Créer des réponses artistiques pour une pensée critique
Les explorations menées par des méthodes corporelles et sensibles donnent des lectures fines sur les ressentis liés aux logiques de frontière, de pouvoir ou de contrôle des corps. Derrière la vitrine d’un quartier nommé durable et innovant, les laboratoires de rue ont montré comment les corps pouvaient ressentir avec leur intelligence, certains mécanismes de la ville néolibérale. L’enjeu est alors de retrouver une part de liberté ou de pouvoir d’agir face à cet aménagement. Détecter la discipline imposée au corps et créer des contre-récits : c’est le principe de ces laboratoires ouverts.

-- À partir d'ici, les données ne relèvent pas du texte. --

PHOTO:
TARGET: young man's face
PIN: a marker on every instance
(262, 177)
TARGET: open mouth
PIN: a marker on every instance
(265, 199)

Comprendre la ville par le corps est une approche de science participative, féministe et créative qui reste expérimentale. À ce titre ce que propose Ru’elles n’est pas un protocole clef en main mais un processus à nourrir collectivement. Bien qu’efficaces dans leur lecture et dans la participation qu’elles engendrent, ces méthodes demandent aussi à être questionnées au prisme de l’éthique de la démarche, de l’efficacité à partager leurs messages dans les performances et dans leur reproductibilité. C’est précisément parce qu’elles constituent des arts de faire non conventionnels qu’elles forment un objet de recherche et de création si stimulant.
Post-doctorante à l’Université de Belval, Lise Landrin s’est spécialisée dans la recherche-création et les épistémologies féministes. Géographe de formation, elle est aussi formée dans le théâtre de l’opprimé et le conte. De plus, elle coordonne le pôle Recherche de la compagnie Ru’elles.
Ce billet de blog fait référence à l’article paru dans Géo – Regards n°15 :
Lise Landrin, Corps en jeu dans la ville : perspectives pour une géographie féministe en actes.